Elijah Muhammad is currently trending on Twitter because Black America is acknowledging what would have been the Nation Of Islam leader’s 125th birthday.
Born Elijah Poole on Oct. 7, 1897, Muhammad eventually rose to become one of the most popular religious leaders of his time. Though some found his teachings controversial, many acknowledged the NOI’s role in helping many Black people improve their lives.
That sentiment still stands among many Black Americans.
In the 1960s, “Reader’s Digest” dubbed Muhammad “The Most Powerful Black Man in America.” High-profile Black academics, authors and leaders agreed, some of whom were not Muslim.
Iconic author James Baldwin was among them. Though he disagreed with Muhammad’s stance that all white people were devils, he credited the positives of Muhammad’s leadership.

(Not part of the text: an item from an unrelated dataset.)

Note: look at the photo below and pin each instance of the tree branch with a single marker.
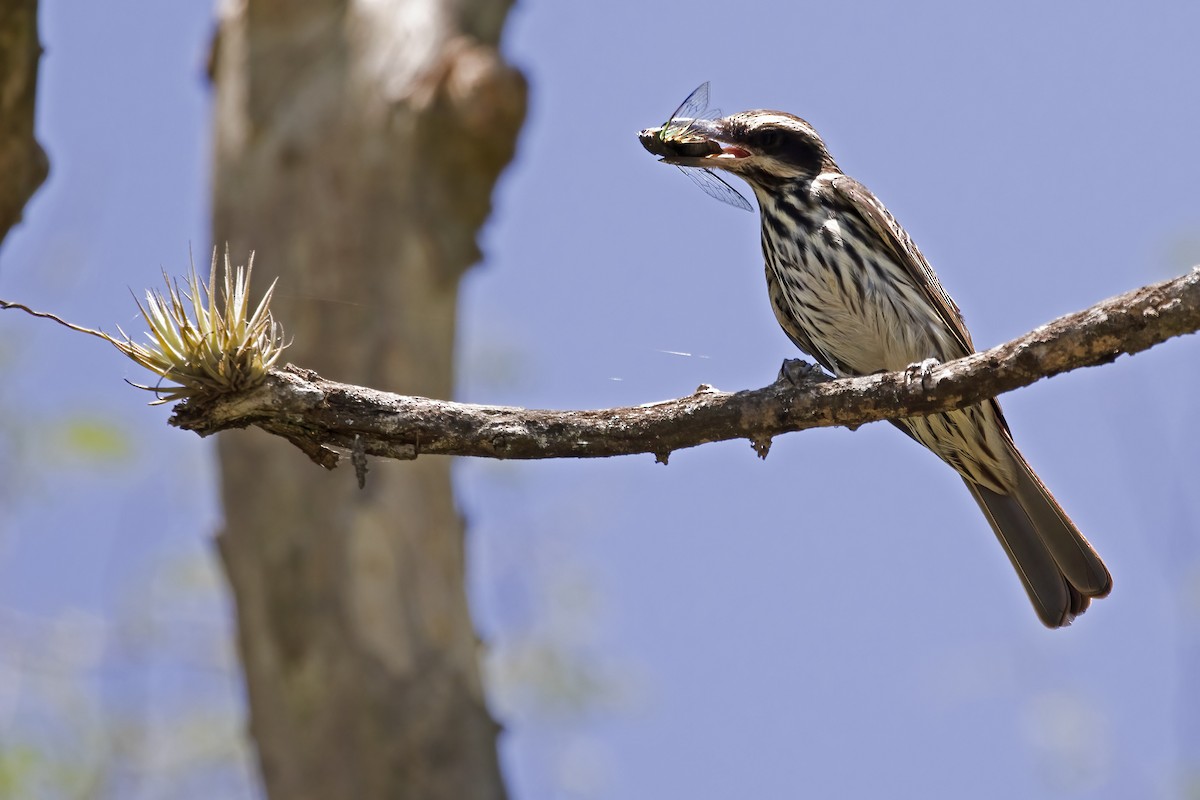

In his bestselling 1963 book, “The Fire Next Time” – originally published in 1963 – Baldwin spoke of Muhammad’s impact on Black Americans. He wrote:
“Elijah Muhammad has been able to do what generations of welfare workers and committees and resolutions and reports and housing projects and playgrounds have failed to do: To heal and redeem drunkards and junkies, to convert people who came out of prison and to keep them out; to make men chaste and women virtuous and to invest both the male and the female with a pride and serenity that hang about them like an unfailing light. He has done all these things, which our Christian church has spectacularly failed to do.”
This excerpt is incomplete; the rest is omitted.